|Died||5 April 2013 (aged 44)|
John David Kuo (June 26, 1968 - April 5, 2013) was an American author and an evangelical Christian. Kuo served as Special Assistant to President George W. Bush and Deputy Director of the Office of Faith-Based and Community Initiatives.
Kuo's second book, Tempting Faith, briefly appeared on The New York Times Best Seller list and was a memoir about his time working with conservatives in Washington - including his stint as Special Assistant to President George W. Bush and Deputy Director of the Office of Faith-Based and Community Initiatives. In the book, which was released shortly before the 2006 midterm election, Kuo asserted that Christian conservatives had become political. He also said that the Bush White House used its "faith-based initiatives" program to try to recruit "unconventional" Republican voters--including the poor, minorities, and others. The White House and numerous conservative Christians disputed the claim and questioned the timing of the book's release. They also pointed out inconsistencies in Kuo's earlier statements about the Office of Faith-Based and Community Initiatives. Kuo appeared on TV and radio shows including the Colbert Report, Real Time with Bill Maher, and 60 Minutes  to discuss and market the book.
Kuo also had experience working in the political arena. For example, he worked on the Presidential Commission on Women in the Military and after the 1992 election, he was hired as Deputy Policy Director of Empower America (an organization started by Bill Bennett and Jack Kemp). A speechwriter during this period, he worked with politicians and businessmen ranging from Bob Dole to Steve Case.

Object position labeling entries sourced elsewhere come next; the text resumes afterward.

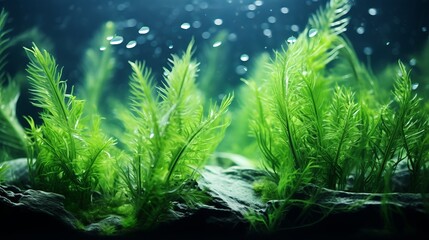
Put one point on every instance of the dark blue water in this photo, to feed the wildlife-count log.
(381, 31)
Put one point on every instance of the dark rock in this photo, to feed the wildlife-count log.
(33, 213)
(334, 214)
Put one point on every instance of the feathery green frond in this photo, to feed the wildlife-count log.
(65, 155)
(171, 138)
(12, 135)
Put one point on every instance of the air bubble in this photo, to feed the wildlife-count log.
(360, 30)
(144, 30)
(131, 44)
(217, 43)
(116, 40)
(294, 28)
(268, 33)
(272, 19)
(196, 24)
(185, 26)
(367, 51)
(291, 40)
(250, 15)
(205, 35)
(284, 10)
(372, 11)
(241, 70)
(244, 57)
(218, 21)
(259, 3)
(189, 7)
(312, 32)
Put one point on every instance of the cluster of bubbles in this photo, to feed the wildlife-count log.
(250, 11)
(207, 30)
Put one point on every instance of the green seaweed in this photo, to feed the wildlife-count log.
(312, 127)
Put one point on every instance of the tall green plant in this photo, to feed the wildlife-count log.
(12, 136)
(66, 155)
(170, 137)
(312, 127)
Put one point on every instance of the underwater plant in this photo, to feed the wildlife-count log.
(12, 136)
(171, 136)
(318, 120)
(168, 137)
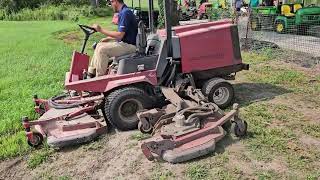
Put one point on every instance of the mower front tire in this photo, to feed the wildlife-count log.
(36, 140)
(122, 105)
(255, 24)
(280, 27)
(219, 91)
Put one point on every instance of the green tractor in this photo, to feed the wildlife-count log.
(283, 16)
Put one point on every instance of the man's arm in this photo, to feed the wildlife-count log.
(115, 34)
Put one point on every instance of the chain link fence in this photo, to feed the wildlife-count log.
(291, 28)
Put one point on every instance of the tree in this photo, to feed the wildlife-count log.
(174, 12)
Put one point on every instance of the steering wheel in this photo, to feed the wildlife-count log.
(311, 5)
(87, 29)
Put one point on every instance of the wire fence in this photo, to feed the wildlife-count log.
(297, 29)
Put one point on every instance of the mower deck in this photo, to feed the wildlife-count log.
(80, 129)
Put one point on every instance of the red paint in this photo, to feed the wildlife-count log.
(80, 62)
(108, 82)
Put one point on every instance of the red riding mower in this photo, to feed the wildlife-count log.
(191, 11)
(173, 86)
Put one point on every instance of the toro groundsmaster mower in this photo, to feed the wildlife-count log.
(173, 87)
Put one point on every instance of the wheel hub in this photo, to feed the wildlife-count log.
(129, 108)
(221, 95)
(280, 27)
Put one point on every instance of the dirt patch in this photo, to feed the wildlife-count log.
(300, 58)
(307, 140)
(250, 44)
(70, 37)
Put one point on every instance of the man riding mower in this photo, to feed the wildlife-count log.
(171, 85)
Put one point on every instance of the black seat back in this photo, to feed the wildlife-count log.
(141, 38)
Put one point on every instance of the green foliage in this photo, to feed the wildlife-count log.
(197, 172)
(61, 12)
(219, 13)
(14, 6)
(140, 136)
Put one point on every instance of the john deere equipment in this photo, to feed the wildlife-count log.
(284, 16)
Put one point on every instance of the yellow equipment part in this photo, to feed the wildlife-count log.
(285, 10)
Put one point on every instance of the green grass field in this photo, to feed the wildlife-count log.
(279, 101)
(33, 61)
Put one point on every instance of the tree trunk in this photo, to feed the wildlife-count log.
(93, 3)
(174, 12)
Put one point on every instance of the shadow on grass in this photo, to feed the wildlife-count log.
(248, 93)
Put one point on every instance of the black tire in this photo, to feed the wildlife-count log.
(278, 29)
(255, 24)
(213, 86)
(302, 30)
(37, 140)
(145, 130)
(236, 129)
(131, 99)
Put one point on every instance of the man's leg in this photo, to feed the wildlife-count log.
(104, 51)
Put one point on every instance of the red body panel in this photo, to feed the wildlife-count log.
(108, 82)
(79, 63)
(104, 83)
(214, 48)
(180, 29)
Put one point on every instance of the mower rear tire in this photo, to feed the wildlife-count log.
(219, 91)
(280, 27)
(122, 105)
(36, 141)
(239, 132)
(255, 24)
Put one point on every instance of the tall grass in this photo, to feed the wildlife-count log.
(62, 12)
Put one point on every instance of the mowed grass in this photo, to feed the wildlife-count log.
(34, 59)
(283, 139)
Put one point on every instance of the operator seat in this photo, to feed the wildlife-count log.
(146, 56)
(286, 11)
(296, 7)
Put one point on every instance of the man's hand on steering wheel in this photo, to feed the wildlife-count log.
(97, 27)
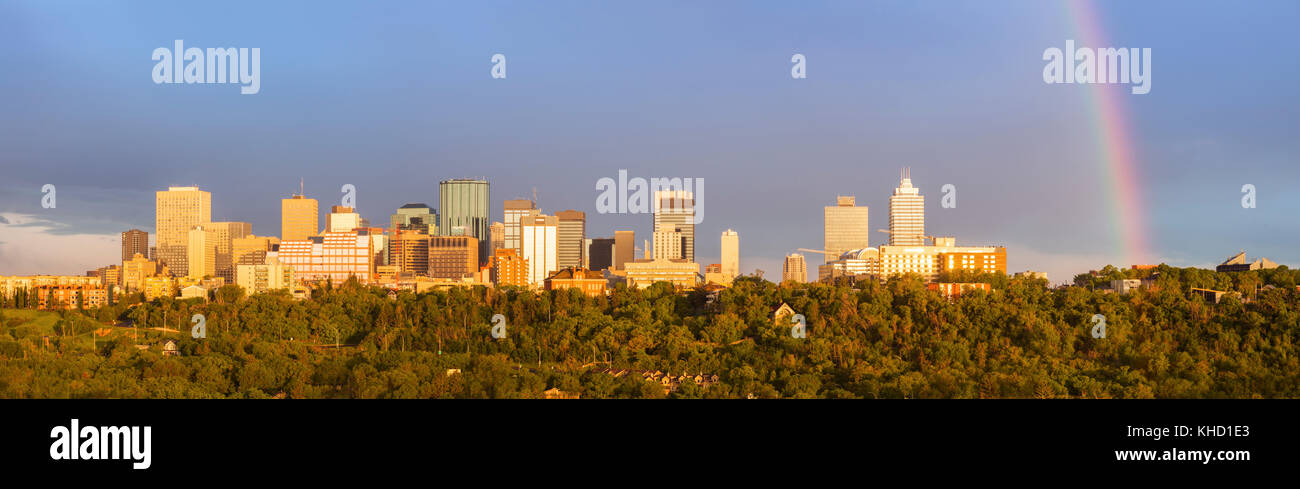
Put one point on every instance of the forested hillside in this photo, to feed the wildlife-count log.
(892, 340)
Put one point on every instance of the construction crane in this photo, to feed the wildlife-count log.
(819, 251)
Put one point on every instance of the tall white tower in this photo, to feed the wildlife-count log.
(731, 254)
(906, 213)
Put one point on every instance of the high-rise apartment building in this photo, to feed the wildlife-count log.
(135, 271)
(410, 252)
(498, 236)
(571, 238)
(177, 211)
(135, 242)
(624, 249)
(906, 213)
(299, 217)
(514, 212)
(599, 254)
(251, 250)
(464, 206)
(415, 216)
(264, 277)
(200, 252)
(644, 273)
(731, 254)
(508, 268)
(794, 268)
(334, 256)
(342, 219)
(675, 212)
(454, 256)
(667, 245)
(538, 236)
(846, 228)
(222, 239)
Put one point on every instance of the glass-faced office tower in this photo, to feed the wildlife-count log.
(464, 204)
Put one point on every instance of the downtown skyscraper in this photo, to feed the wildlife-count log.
(135, 242)
(466, 206)
(675, 217)
(906, 213)
(846, 228)
(514, 211)
(571, 239)
(298, 217)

Kuo left politics in 1996 to help start a now defunct charity, The American Compass, which was created to distribute money to small charities that served the poor.
Kuo was of Chinese and European descent. His father John T. Kuo, born in Hangzhou, China, was a geophysics professor at Columbia University. Kuo's mother Marilyn Dunlap, a Phoenix, Arizona native, was a homemaker. He was married with three daughters and a son. His interests also included bass fishing. He was a graduate of Tufts University.